Voilà surtout une exploration de
l’écriture qui part toujours de soi malgré les maquillages et les culbutes littéraires.
Un défit certainement que celui de vouloir tout dire sans tricher. Catherine
Voyer-Léger tente des poussées vers le passé, revient dans le présent, accepte
ce qu’elle est, la solitude et protège aussi des zones d’ombres. L’écriture
veut cela et tout dire est tâche impossible.
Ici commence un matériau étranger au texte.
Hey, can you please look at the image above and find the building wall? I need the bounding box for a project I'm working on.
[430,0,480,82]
Et c’est tellement difficile d’accepter ce
que l’âge fait de vous. Nous devenons peu à peu des manuscrits aux pages
cornées, aux paragraphes flous, aux chapitres qui sont souvent illisibles. Il
reste l’essentiel pourtant, ces moments gravés en nous comme ces noms et prénoms
que l’on retrouve sur le granite des cimetières. C’est peut-être pourquoi
j’aime tant circuler dans ces lieux de silence où l’essence de la vie se tient
aux aguets. Là où des vies se croisent et se surveillent, font réfléchir au dur
métier de respirer.
Catherine Voyer-Léger dresse le profil
d’une femme qui doit combattre pour être, pour avancer dans le jour malgré
toutes les hésitations. Et Walt Whitman encore me souffle à l’oreille : «
J’applaudis à tous mes organes, mes attributs, comme à ceux de l’homme sain et
sympathique. Le moindre pouce carré de ma peau, fût-ce sa millième partie a sa
noblesse, mérite mon intimité. » Oui, chaque partie du corps est un roman à écrire.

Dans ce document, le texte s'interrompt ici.